Courts and Regulators Are Split

The US, EU, and Japan all require human authorship or human creative contribution for copyright protection. The US Supreme Court reinforced this in 2025 by declining to hear a challenge to a pro-human-authorship ruling.

But jurisdictions are diverging on solutions. The UK grants a 50-year copyright to whoever arranged for the computer-generated work's creation-potentially the person who wrote the prompt or curated training data. New Zealand and Hong Kong have similar systems. This provision has never been tested in UK courts under generative AI rules, and repeal is being discussed.

Ukraine took a different path in 2023, creating a standalone right for AI-generated outputs lasting 25 years. China's courts have recognized copyright in AI outputs when users proved sufficient creative control through iterative prompting and parameter tuning.

These differences create a fragmented landscape. A protection strategy that works in one country may fail in another, complicating cross-border enforcement.

What Businesses Should Do Now

Keep humans visibly and evidentially in the creative loop. Document human decision-making, iteration, and selection at every stage.

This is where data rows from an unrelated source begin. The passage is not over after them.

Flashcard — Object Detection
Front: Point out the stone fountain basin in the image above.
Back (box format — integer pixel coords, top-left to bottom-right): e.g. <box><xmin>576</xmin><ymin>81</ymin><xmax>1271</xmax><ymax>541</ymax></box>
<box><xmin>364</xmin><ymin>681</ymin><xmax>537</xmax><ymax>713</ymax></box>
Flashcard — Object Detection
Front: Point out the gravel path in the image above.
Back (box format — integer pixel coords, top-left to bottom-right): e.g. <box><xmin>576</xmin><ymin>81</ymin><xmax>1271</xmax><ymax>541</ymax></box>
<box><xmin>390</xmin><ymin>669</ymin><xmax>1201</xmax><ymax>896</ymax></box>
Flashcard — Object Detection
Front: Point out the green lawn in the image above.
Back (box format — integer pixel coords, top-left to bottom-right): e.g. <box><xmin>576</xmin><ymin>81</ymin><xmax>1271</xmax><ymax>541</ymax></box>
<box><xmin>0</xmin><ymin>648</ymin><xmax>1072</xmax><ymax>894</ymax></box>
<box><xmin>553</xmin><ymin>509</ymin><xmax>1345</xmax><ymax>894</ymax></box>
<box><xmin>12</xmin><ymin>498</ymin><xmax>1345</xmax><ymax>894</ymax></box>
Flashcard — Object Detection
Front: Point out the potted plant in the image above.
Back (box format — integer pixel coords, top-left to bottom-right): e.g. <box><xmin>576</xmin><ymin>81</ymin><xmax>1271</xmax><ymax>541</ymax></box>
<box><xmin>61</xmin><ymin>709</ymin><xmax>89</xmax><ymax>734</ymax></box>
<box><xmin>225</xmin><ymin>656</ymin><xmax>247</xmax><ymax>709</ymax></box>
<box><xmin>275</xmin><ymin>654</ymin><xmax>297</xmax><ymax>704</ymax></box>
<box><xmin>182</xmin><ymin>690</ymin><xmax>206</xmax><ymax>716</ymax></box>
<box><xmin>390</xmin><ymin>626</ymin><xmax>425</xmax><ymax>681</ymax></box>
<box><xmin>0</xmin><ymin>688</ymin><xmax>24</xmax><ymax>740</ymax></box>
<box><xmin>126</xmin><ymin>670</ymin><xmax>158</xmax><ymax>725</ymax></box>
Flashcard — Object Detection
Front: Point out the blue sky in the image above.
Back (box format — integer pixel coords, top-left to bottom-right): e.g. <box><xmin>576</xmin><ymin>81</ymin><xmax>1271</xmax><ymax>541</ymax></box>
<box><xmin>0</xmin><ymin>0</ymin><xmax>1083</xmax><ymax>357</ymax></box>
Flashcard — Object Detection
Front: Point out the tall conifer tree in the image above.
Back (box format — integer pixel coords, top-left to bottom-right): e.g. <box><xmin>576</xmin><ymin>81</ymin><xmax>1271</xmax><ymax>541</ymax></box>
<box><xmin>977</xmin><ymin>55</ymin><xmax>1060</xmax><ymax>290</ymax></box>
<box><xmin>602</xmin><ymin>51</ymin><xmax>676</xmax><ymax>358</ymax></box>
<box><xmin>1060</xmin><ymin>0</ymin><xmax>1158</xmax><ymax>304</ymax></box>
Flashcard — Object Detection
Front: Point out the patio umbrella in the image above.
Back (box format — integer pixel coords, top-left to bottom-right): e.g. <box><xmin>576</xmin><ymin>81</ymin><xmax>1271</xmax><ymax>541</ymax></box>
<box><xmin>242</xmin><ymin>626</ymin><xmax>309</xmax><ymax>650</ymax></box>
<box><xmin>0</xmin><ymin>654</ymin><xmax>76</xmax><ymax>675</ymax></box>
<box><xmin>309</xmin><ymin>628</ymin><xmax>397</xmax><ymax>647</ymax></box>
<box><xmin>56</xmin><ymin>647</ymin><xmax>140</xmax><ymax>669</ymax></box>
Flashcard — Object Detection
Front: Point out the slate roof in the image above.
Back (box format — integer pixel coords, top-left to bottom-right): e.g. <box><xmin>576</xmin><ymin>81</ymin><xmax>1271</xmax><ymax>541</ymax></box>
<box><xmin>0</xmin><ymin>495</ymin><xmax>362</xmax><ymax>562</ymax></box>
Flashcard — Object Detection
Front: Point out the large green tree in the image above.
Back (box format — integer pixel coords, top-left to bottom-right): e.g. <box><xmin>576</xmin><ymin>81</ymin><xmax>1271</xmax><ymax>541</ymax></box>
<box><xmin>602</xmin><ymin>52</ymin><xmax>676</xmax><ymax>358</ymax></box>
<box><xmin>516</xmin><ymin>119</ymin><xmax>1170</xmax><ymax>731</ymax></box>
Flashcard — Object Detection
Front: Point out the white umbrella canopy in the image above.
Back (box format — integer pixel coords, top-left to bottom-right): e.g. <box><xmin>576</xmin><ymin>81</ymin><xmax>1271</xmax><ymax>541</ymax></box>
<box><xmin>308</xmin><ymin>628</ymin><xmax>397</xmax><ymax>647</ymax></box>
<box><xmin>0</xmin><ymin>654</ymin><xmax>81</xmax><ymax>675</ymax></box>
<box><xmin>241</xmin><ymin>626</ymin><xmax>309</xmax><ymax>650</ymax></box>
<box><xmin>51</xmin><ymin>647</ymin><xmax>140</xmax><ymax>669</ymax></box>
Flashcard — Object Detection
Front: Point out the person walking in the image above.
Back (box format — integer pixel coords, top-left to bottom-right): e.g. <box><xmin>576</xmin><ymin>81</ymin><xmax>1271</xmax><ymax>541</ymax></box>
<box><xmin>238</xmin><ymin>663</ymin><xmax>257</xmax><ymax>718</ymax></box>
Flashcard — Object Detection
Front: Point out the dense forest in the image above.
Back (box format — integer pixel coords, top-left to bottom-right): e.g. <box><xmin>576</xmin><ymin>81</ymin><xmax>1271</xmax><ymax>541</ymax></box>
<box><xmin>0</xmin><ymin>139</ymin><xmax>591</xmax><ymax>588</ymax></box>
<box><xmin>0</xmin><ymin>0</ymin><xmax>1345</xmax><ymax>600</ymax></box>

Review contracts immediately. Employment agreements, agency deals, and AI platform licenses should explicitly address ownership of AI-assisted outputs. Legacy work-for-hire and IP assignment clauses may not automatically cover machine-generated material.

Where copyright and patents fall short, use alternative protections: trade secrets, trademarks, and design rights. Each has limits and fits different outputs better than others.

For AI for Legal professionals, understanding how generative code and other AI outputs interact with existing IP frameworks is now essential.

The Broader Question

Policymakers face a choice. The purist approach-requiring human authorship-may not survive the pace of AI adoption. But legal systems are moving slowly while businesses need answers now. Until reform arrives, companies must bridge the gap through contracts, governance, and careful documentation of human involvement.